"Causes!" sneered Eamonn 30. "Just more dreams, more illusions. I'd had enough of living on pocket change and good intentions. I was going to be rich and powerful, and force the world to make sense!"
"So," I said to Eamonn 40. "What happened?"
"I fell in love," he said, in a quiet, almost defiant voice. "I met Andrea, and it was like finding the one part of my life that had always been missing. We married, then the children came along; and I was never happier. They became my life. Far more important than the vague dreams and ambitions of my younger days that I never would have achieved anyway. Part of maturity is learning to recognise your own limitations."
"That's it?" said Eamonn 20. "You threw away my dreams for some bitch and a couple of snotty-nosed brats?"
"You got old," Eamonn 30 said bitterly. "You found the world too hard to cope with, so you settled for suburbia and apron strings."
"Neither of you has ever been in love, have you?" said Eamonn 40.
Eamonn 20 snorted loudly. "Women? Love them and leave them. They just get in the way."
"I had more important things in mind," said Eamonn 30. "Marriage is a trap, an anchor holding you back."

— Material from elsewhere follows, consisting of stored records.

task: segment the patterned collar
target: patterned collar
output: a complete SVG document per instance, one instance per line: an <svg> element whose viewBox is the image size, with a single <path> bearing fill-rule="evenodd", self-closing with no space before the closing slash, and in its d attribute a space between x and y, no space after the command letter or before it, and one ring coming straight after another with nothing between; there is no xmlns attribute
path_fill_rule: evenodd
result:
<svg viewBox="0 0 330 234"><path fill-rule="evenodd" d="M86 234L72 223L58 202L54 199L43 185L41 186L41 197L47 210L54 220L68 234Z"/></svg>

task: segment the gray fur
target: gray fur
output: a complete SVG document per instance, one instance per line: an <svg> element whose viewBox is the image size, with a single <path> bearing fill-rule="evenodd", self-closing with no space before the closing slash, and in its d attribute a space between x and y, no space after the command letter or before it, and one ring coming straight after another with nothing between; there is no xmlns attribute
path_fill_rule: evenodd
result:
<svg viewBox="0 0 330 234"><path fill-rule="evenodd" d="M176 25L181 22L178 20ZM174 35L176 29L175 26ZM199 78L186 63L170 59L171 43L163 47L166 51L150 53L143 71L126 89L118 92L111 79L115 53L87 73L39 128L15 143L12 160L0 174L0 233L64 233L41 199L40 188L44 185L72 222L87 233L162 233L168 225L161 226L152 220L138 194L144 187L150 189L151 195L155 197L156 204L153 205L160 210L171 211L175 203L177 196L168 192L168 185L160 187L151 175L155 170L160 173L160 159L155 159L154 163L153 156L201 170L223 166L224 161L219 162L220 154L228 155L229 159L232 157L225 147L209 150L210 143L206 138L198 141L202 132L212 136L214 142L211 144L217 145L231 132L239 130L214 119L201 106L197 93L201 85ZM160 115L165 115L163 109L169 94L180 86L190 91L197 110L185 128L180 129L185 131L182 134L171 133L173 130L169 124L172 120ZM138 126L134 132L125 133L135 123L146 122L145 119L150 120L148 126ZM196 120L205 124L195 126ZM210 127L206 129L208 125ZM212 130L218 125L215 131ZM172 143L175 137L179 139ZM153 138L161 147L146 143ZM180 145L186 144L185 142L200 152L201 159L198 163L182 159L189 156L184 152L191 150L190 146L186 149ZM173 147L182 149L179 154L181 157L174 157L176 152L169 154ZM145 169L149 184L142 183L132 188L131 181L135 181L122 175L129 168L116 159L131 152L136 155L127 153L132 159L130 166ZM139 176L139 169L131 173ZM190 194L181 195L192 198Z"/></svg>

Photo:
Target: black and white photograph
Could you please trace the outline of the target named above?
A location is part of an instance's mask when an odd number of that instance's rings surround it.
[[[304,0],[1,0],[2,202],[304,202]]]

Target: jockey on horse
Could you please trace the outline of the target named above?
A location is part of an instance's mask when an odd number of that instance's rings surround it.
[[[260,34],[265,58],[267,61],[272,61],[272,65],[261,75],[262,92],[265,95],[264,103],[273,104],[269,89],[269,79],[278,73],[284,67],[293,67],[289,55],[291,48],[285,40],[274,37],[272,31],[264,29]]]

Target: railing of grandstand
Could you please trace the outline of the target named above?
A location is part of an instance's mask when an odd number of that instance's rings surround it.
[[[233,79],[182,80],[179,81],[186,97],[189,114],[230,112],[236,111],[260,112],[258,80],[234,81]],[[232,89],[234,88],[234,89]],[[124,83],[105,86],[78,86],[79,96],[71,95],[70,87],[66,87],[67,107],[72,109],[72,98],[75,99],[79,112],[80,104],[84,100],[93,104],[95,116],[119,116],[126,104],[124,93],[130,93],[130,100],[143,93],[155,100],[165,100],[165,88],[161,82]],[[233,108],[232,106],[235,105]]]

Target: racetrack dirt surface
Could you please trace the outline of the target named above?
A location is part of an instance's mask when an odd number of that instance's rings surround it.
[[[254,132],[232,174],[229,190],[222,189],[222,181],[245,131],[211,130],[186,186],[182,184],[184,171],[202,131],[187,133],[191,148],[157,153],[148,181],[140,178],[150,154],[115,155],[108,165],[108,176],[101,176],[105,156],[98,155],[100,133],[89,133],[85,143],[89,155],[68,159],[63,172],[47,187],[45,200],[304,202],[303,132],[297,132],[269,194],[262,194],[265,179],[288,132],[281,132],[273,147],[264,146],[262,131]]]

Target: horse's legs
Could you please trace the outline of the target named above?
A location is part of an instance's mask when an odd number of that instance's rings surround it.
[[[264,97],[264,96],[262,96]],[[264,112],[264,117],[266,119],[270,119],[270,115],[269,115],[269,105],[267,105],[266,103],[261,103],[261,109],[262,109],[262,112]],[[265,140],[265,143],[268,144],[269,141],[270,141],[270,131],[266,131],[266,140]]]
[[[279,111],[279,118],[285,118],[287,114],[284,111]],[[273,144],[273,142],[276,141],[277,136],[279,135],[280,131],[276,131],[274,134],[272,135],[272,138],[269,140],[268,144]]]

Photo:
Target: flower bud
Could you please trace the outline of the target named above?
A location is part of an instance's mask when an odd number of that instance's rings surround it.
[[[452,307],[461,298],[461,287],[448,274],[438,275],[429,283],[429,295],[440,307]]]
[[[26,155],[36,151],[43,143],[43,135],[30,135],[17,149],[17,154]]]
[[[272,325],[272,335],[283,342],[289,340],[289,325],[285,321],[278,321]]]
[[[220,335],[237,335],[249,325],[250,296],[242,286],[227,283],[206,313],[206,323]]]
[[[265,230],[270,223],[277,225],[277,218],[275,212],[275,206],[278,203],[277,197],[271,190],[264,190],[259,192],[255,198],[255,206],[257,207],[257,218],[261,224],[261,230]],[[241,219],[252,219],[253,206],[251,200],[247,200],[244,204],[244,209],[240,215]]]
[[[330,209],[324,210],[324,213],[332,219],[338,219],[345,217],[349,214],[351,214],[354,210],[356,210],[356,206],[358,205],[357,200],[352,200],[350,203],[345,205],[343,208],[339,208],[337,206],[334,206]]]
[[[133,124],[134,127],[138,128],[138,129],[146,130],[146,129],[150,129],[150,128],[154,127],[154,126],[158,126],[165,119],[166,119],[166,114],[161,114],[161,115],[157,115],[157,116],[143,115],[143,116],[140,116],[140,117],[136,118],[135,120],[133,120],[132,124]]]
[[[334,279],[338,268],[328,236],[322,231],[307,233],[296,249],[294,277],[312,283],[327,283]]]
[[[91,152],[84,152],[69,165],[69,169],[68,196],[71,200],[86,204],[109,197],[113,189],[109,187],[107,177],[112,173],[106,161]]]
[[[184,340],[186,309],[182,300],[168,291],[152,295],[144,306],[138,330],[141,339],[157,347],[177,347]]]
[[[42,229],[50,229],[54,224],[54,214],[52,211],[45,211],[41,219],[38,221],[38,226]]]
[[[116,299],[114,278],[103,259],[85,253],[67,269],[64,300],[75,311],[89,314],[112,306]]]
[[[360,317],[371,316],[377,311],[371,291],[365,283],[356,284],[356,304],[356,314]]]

"I can't believe I was ever you," said Eamonn 40. "So small, so limited. Thinking of no-one but myself. For all your great dreams and ambitions, can either of you say you were ever really happy? Content? Satisfied?"
There was a strength and conviction in his voice that gave his younger selves pause, but only for a moment.
"You won't get away with this," said Eamonn 20. "We have been given power; the power to change things. To change you! To remake our life into what it should have been."
"Probability magic," said Eamonn 30. "The power to rewrite history by choosing among alternate timetracks. You're a mistake, a stumble that should never have happened."